As the Italian cab driver chatted about life in the Big Apple and how New York made all his dreams come true, I looked around and realised that New York is undoubtedly a city of immigrants. All around me were people from different countries, speaking different languages — like a Benetton ad come to life.
Being an Erasmus Mundus scholar, I have wandered all over the world, in the past one and a half year. Living six months in Denmark, then onwards for six months in Amsterdam, on to London and now finally in New York. There is no place quite like the US.
There is an energy about New York which you can feel, as you walk along the subway passages, while taking the metro to the United Nations, on 42nd Street. It pulsates as you walk through the massive Grand Central station and you move with the surge of office goers, walking purposefully out onto the street. You are surrounded by it in the vibrant Times Square, its visible on the faces of the ped cyclists racing around the streets taking tourists on joy rides; it’s even palpable in the crowd waiting for the Staten Island Ferry to dock, which just sailed past the massive Statue of Liberty.
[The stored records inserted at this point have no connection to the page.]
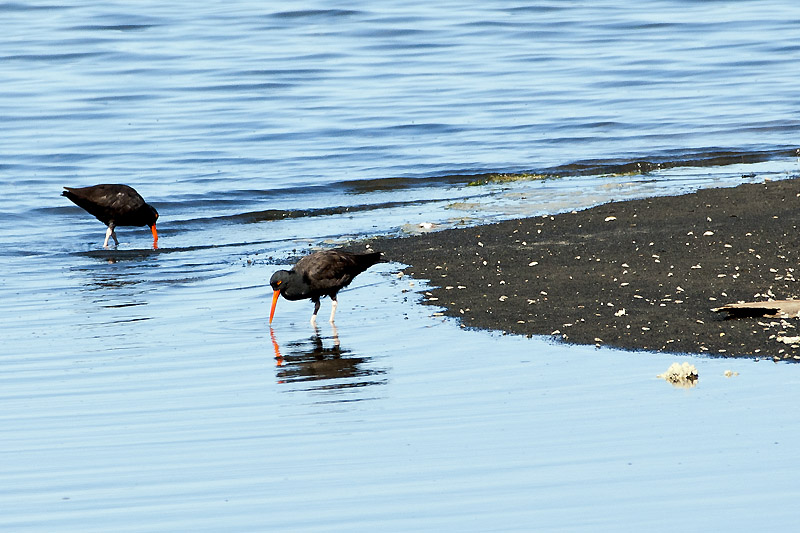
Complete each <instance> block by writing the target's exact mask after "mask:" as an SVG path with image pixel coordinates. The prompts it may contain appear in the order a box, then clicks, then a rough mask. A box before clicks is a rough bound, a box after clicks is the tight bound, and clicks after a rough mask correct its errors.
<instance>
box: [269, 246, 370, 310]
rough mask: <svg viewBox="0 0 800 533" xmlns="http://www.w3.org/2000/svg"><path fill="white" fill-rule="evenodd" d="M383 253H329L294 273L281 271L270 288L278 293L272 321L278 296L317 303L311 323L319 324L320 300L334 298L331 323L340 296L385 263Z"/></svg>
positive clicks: (294, 266)
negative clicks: (317, 319)
mask: <svg viewBox="0 0 800 533" xmlns="http://www.w3.org/2000/svg"><path fill="white" fill-rule="evenodd" d="M384 261H385V260H384V259H383V258H382V257H381V254H380V252H369V253H363V254H356V253H351V252H345V251H343V250H325V251H322V252H315V253H313V254H311V255H307V256H305V257H304V258H302V259H301V260H300V261H298V262H297V264H296V265H294V266H293V267H292V269H291V270H278V271H277V272H275V273H274V274H273V275H272V278H271V279H270V280H269V284H270V285H272V289H273V290H274V291H275V292H274V293H273V295H272V309H271V310H270V312H269V321H270V323H272V317H273V316H274V315H275V306H276V305H277V304H278V296H280V295H283V297H284V298H286V299H287V300H305V299H306V298H310V299H311V301H312V302H314V314H313V315H311V323H312V324H314V323H316V321H317V313H318V312H319V306H320V304H319V299H320V298H322V297H323V296H330V298H331V300H332V301H333V303H332V305H331V320H330V321H331V323H333V317H334V316H335V315H336V306H337V302H336V293H337V292H339V291H340V290H341V289H342V288H344V287H347V286H348V285H349V284H350V282H351V281H353V278H355V277H356V276H357V275H359V274H361V273H362V272H364V271H365V270H366V269H368V268H369V267H371V266H372V265H374V264H375V263H379V262H384Z"/></svg>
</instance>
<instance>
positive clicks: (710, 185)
mask: <svg viewBox="0 0 800 533" xmlns="http://www.w3.org/2000/svg"><path fill="white" fill-rule="evenodd" d="M0 14H2V16H3V19H4V20H5V21H6V22H7V24H6V26H7V27H6V30H5V31H4V33H3V35H2V36H0V45H1V46H0V58H1V59H2V67H0V69H2V72H3V75H4V83H3V84H2V85H1V86H0V123H2V125H3V131H4V135H3V139H2V141H0V153H2V155H3V157H2V160H0V179H2V180H3V181H2V182H3V183H4V184H6V185H7V186H6V187H5V188H4V192H3V195H2V197H0V224H2V225H3V231H2V234H1V236H0V244H2V246H0V271H2V273H3V274H2V276H0V313H1V314H2V316H3V317H4V320H3V326H4V327H3V330H2V336H0V340H1V341H2V344H3V350H2V355H1V356H0V361H2V368H3V372H2V373H0V380H2V386H0V420H1V421H2V427H3V430H2V432H0V457H2V465H3V466H2V468H0V487H2V488H0V526H2V529H8V530H14V531H52V530H53V529H58V530H60V531H64V530H65V531H69V530H80V531H108V530H114V531H126V530H137V531H138V530H226V531H229V530H243V529H252V530H268V529H281V530H287V529H291V530H348V531H352V530H375V529H377V528H380V529H382V530H394V531H400V530H402V531H407V530H437V531H440V530H442V529H444V528H450V529H452V528H456V529H459V530H475V531H486V530H504V531H507V530H515V529H516V530H530V529H532V528H536V529H559V530H563V529H567V530H587V531H589V530H591V531H596V530H598V529H616V530H618V529H630V530H645V529H646V530H674V528H675V525H676V524H681V527H682V528H684V529H689V530H709V529H712V528H713V529H715V530H720V529H724V530H753V529H756V528H759V529H763V528H764V527H765V526H766V527H767V528H769V529H778V530H781V529H786V530H789V529H791V528H793V527H794V525H795V524H796V522H797V519H798V513H797V512H796V511H795V510H794V509H795V508H796V506H795V505H794V503H795V501H796V499H797V496H798V491H797V488H796V483H795V478H796V477H797V472H798V466H797V465H798V457H797V453H796V452H795V451H794V447H793V443H794V441H796V440H797V438H798V434H797V430H796V429H795V428H797V427H798V416H797V415H796V414H795V411H794V410H793V409H787V408H785V406H787V405H788V406H791V405H792V404H793V403H794V402H795V401H796V399H797V395H798V393H797V392H796V390H797V389H798V387H797V382H798V379H800V375H798V372H800V370H798V367H797V365H787V364H774V363H772V362H766V361H758V362H756V361H739V360H737V361H726V360H723V359H709V358H703V357H696V356H691V357H690V356H687V357H683V358H681V357H675V356H674V355H660V354H646V353H636V354H632V353H626V352H619V351H613V350H607V349H602V350H600V349H595V348H590V347H574V346H565V345H562V344H557V343H552V342H550V341H549V340H548V339H540V338H533V339H527V338H516V337H510V336H503V335H500V334H493V333H487V332H477V331H466V330H464V329H462V328H460V327H459V325H458V324H457V323H455V322H452V321H444V320H443V319H442V318H441V317H437V316H431V312H432V311H431V308H429V307H423V306H419V305H417V302H418V299H419V297H420V296H419V292H420V291H421V290H423V287H424V282H423V281H422V280H409V279H408V278H407V277H406V278H397V277H396V275H395V273H396V272H397V271H398V270H399V269H400V265H397V264H394V263H388V264H381V265H378V266H376V267H374V268H373V269H371V270H369V271H368V272H366V273H364V274H363V275H361V276H359V278H357V280H356V282H354V284H353V285H352V286H351V287H350V288H349V289H347V290H346V291H343V292H342V293H341V295H340V302H341V305H340V308H339V312H338V314H337V330H336V332H334V331H333V330H332V328H331V326H330V325H329V324H327V322H325V321H324V320H321V321H320V322H321V323H320V327H319V331H318V333H317V332H315V331H314V330H313V329H312V328H311V326H310V325H309V324H308V318H309V314H310V312H311V304H309V303H307V302H304V303H294V302H287V301H283V300H282V301H281V302H280V303H279V304H278V310H277V314H276V319H275V322H274V324H273V326H274V329H273V330H270V329H269V327H268V325H267V313H268V305H269V296H270V289H269V287H268V285H267V280H268V279H269V276H270V275H271V273H272V272H273V271H274V270H275V269H276V268H277V265H284V264H288V263H290V262H291V261H293V260H294V259H295V258H296V257H297V256H298V255H299V254H300V253H303V252H305V251H307V250H309V249H313V248H317V247H319V246H330V245H336V244H340V243H347V242H350V241H351V240H353V239H361V238H363V237H365V236H367V237H370V236H379V235H387V234H388V235H399V234H404V233H414V232H418V231H427V229H426V228H422V227H420V224H421V223H427V224H426V225H432V226H433V228H432V229H434V230H435V229H437V228H441V227H450V226H457V225H463V224H476V223H482V222H490V221H494V220H499V219H503V218H508V217H513V216H529V215H537V214H543V213H554V212H560V211H565V210H571V209H579V208H583V207H586V206H590V205H594V204H597V203H601V202H605V201H608V200H612V199H613V200H620V199H624V198H635V197H643V196H652V195H663V194H675V193H681V192H687V191H691V190H694V189H696V188H698V187H727V186H733V185H736V184H738V183H741V182H743V181H760V180H764V179H782V178H787V177H793V176H797V175H798V173H800V170H798V159H797V145H796V142H797V136H796V132H797V126H798V124H797V120H796V117H797V111H798V108H797V98H796V95H797V94H798V92H797V89H798V87H797V81H796V76H794V75H793V72H794V69H793V67H794V63H795V61H794V58H795V56H796V55H797V54H796V53H797V51H798V45H797V44H796V43H797V42H800V39H799V38H800V25H798V19H800V8H798V7H796V6H795V4H794V3H793V2H770V1H749V2H739V3H734V4H729V3H723V2H703V3H696V2H683V1H678V0H664V1H658V2H648V3H646V4H643V5H642V6H639V7H632V6H628V5H626V4H623V3H620V2H614V1H604V2H599V3H598V2H594V3H592V4H590V5H584V6H570V7H565V6H563V5H562V4H561V3H552V2H550V3H548V2H544V3H539V4H536V5H532V6H523V5H519V4H514V3H510V2H499V3H493V4H487V5H480V6H478V5H464V4H462V3H458V2H445V3H438V4H436V5H429V3H427V4H426V3H417V4H408V3H402V4H401V3H392V2H388V3H387V2H384V3H383V5H382V6H378V7H376V6H374V5H370V4H367V3H350V4H348V5H347V8H346V9H331V8H330V6H329V5H322V4H316V3H307V4H303V5H302V6H298V7H297V8H295V7H292V8H291V9H289V8H287V6H285V5H278V4H271V3H267V4H264V3H254V2H245V1H242V2H227V3H225V4H224V5H223V4H219V5H217V4H213V3H212V4H206V5H200V6H199V5H196V4H189V3H182V2H177V3H175V2H173V3H170V4H169V5H164V4H163V3H156V2H139V3H136V4H135V5H131V4H130V3H113V2H112V3H108V2H106V3H104V4H102V5H99V4H97V5H96V4H91V3H79V2H73V3H67V4H64V5H58V6H56V5H38V6H32V5H28V4H20V3H0ZM520 172H527V173H532V174H542V175H547V176H548V177H547V179H530V180H521V181H510V182H501V183H492V184H489V185H482V186H470V185H468V184H469V183H470V182H472V181H476V180H478V181H480V180H483V179H486V178H487V177H488V176H486V174H491V173H499V174H505V173H520ZM100 182H116V183H128V184H131V185H133V186H135V187H136V188H137V189H138V190H139V191H140V192H141V193H142V194H143V195H144V196H145V197H146V198H147V199H148V200H149V201H152V203H153V204H154V205H155V206H156V207H157V208H158V209H159V212H160V213H161V218H160V219H159V233H160V236H161V238H160V241H159V248H158V249H157V250H153V249H152V248H151V246H150V239H149V235H150V233H149V231H148V230H147V229H146V228H120V229H119V230H118V232H117V233H118V234H119V237H120V240H121V241H122V243H121V245H120V246H119V247H118V248H117V249H113V250H103V249H102V248H101V246H100V245H101V243H102V238H103V231H104V228H103V227H102V225H101V224H100V223H99V222H97V221H96V220H93V219H92V218H91V217H90V216H88V215H86V214H85V213H84V212H82V211H81V210H80V209H78V208H76V207H75V206H72V205H71V204H69V202H68V201H67V200H66V199H64V198H62V197H60V196H59V193H60V188H61V186H63V185H76V186H77V185H89V184H93V183H100ZM375 246H377V245H375ZM327 306H328V303H327V301H326V303H325V305H324V307H323V311H322V314H323V316H324V315H326V314H327V312H328V307H327ZM683 360H688V361H690V362H691V363H692V364H694V365H696V366H697V368H698V371H699V374H700V381H699V383H698V385H697V386H696V387H695V388H692V389H688V390H683V389H675V388H673V387H672V386H671V385H669V384H667V383H666V382H664V381H663V380H660V379H658V378H656V375H658V374H660V373H662V372H664V371H665V370H666V369H667V367H668V366H669V365H670V364H671V363H673V362H675V361H683ZM729 369H730V370H733V371H737V372H739V375H736V376H733V377H730V378H726V377H724V375H723V372H724V371H725V370H729ZM621 524H624V526H620V525H621Z"/></svg>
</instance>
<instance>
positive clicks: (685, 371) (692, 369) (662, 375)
mask: <svg viewBox="0 0 800 533" xmlns="http://www.w3.org/2000/svg"><path fill="white" fill-rule="evenodd" d="M656 377H658V378H661V379H663V380H665V381H668V382H669V383H671V384H672V385H673V386H675V387H679V388H684V389H688V388H691V387H694V386H695V385H697V380H698V378H699V376H698V374H697V368H695V366H694V365H692V364H690V363H687V362H683V363H672V364H671V365H670V367H669V368H668V369H667V371H666V372H664V373H663V374H659V375H658V376H656Z"/></svg>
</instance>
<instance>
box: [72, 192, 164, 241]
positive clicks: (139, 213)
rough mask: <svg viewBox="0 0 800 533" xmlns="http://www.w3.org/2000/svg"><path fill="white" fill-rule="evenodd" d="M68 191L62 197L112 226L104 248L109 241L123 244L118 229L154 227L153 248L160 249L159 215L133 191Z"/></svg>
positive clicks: (143, 199)
mask: <svg viewBox="0 0 800 533" xmlns="http://www.w3.org/2000/svg"><path fill="white" fill-rule="evenodd" d="M64 189H66V190H65V191H64V192H62V193H61V194H62V196H66V197H67V198H69V199H70V200H72V201H73V202H74V203H75V204H76V205H78V206H79V207H82V208H84V209H85V210H86V211H88V212H89V213H90V214H92V215H94V216H95V217H97V220H99V221H100V222H102V223H104V224H105V225H106V226H108V231H106V240H105V241H104V242H103V248H108V238H109V237H113V238H114V243H115V244H119V241H118V240H117V234H116V233H115V232H114V228H115V227H117V226H150V231H152V232H153V248H158V232H157V231H156V220H157V219H158V212H157V211H156V210H155V208H154V207H153V206H152V205H150V204H148V203H146V202H145V201H144V198H142V197H141V196H139V193H138V192H136V191H135V190H134V189H133V187H128V186H127V185H109V184H103V185H93V186H92V187H80V188H73V187H64Z"/></svg>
I walk out of the conference at the UN, where officials prophesise doomsday with the change in climate, waiting round the corner, to swallow up parts of the world. I need some air, so I walk down to the Bangladeshi hot dog seller, a couple of blocks away. He does brisk business, something as he says he could never have done back in his home country. Glass and chrome edifices tower all around him, yet there is space for him and the shoe shine “boy”, to eke out a living, amidst the opulence.
Hundreds of flags in the UN building flutter in the sun, as I wend my way back for the afternoon session.
Sauntering around the shops in the mall in the UN — the building is a self contained city in itself, with cafes and gift shops, a radio and TV station and even a post office where — we scribble and post postcards back home.
Fashion is de rigueur and unlike most places in the US, people do dress for work in New York. It’s a great feeling to see a Cardin jostle with a Versace on the tube. And what’s interesting is flip-flops are replaced with the highest of heels, on the pavements outside the office. A quick smooth down of the suit, a flick of the thick mane, a glance in the mirrored front of the building and she is ready to take on a day in the office, while the flip flops are stuffed into her computer bag.
And then, there is the Grand Central Station with its fairytale clock, which has made more film footage than one can remember. Surging crowds hurry past, with no time to be lost. Couples meet and go downstairs to the Dining Concourse to eat. Others prefer the famous Michael Jordan bar to sip a drink and catch their breath. To think the station was almost pulled down and Jacqueline Kennedy’s largesse saved it for us to savour, though she died before it was refurbished.
Swipe your metro card and go, it’s the safest and quickest way to travel within the city. Even the Wall Street bankers use it in their impeccable pin stripped suits and sleek brief cases. That’s what we need in India, a dependable public transport which will clear our clogged roads of cars.
As the Sardarji cab driver takes me back to JFK, he switches from American to Hindi with ease. New York is the city of streets filled with dreams, of unbridled ambition and bank balances worth millions and yet, it also has the salve that can help it bounce back, after a catastrophe like 9/11. That’s New York — big, bold and very very brassy.